Wednesday, June 08, 2011

Kick that sleeping dog! I thought they got off too easily. Let's see if this lawyer can provoke a more adequate response.

Another family sues Lower Merion School District over “webcamgate”

June 7, 2011 by Dissent

If you thought the soap opera involving Lower Merion School District’s “webcamgate” was over, guess again.
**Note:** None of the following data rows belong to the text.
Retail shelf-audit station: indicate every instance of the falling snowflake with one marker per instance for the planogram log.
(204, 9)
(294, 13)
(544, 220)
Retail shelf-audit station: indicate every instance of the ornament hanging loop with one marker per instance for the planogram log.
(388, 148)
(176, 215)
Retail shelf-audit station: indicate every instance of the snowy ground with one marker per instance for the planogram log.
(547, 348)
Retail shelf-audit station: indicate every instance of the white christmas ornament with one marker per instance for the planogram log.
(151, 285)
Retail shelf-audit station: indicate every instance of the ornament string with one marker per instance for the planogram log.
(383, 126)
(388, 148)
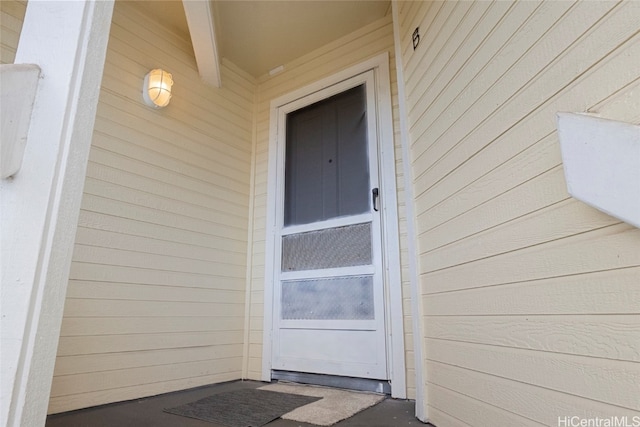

Reuben Kramer reports that another lawsuit has been filed by another student whose images were captured when the webcam on his district-provided laptop was remotely activated:

Plaintiff Joshua Levin’s suit describes an ominous night when he and his family discovered the surveillance.


Levin says his parents subsequently received a letter from the district around June 2010, advising them that “4,404 webcam photographs and 3,978 screenshots” were remotely captured by the district from the laptop he was issued.

The letter then instructed Levin that if he wanted to view the fruits of the district’s surveillance, he’d have a one-hour window on a specific day in June to do so at a federal courthouse, according to the suit.

Levin says he accepted the offer, “and was shocked, humiliated and severely emotionally distressed at what he saw.”

His attorney, Norman Perlberger of Bala Cynwyd, Pa., did not immediately respond to a call requesting clarification, although the suit claims that many images captured by the laptops may have depicted minors and their parents “in compromising or embarrassing positions,” including in “various stages of dress or undress.”

Read more on Courthouse News, where they have also uploaded the complaint filed Monday in District Court for Eastern District in Pennsylvania. The lawsuit alleges violations of ECPA, SCA, CFAA, and violations of privacy under the Fourth Amendment.

Didn't his lawyers have a duty to ensure this information was protected?

The Worst Example of Executive Data Security Ever?

June 7, 2011 by admin

Daniel Nolte writes:

Fabrice Tourre of Goldman Sachs has the distinction of being the only person sued by the Securities and Exchange Commission for fraud in selling mortgage backed securities. While that may remain his primary claim to fame (thanks to a front-page article in the New York Times), there may be a secondary distinction added: the worst handling of computer security ever.

The Times article contains numerous e-mails between Tourre and his co-workers and legal counsel as they prepared for the case. How did the reporters get access to private Goldman Sachs e-mails including attorney-client discussions?

Read more about the gaffe that led to what emails being exposed in public

[From the article:

These legal replies, which are not public, were provided to The New York Times by Nancy Cohen, an artist and filmmaker in New York also known as Nancy Koan, who says she found the materials in a laptop she had been given by a friend in 2006.

The friend told her he had happened upon the laptop discarded in a garbage area in a downtown apartment building. E-mail messages for Mr. Tourre continued streaming into the device, but Ms. Cohen said she had ignored them until she heard Mr. Tourre’s name in news reports about the S.E.C. Case. She then provided the material to The Times.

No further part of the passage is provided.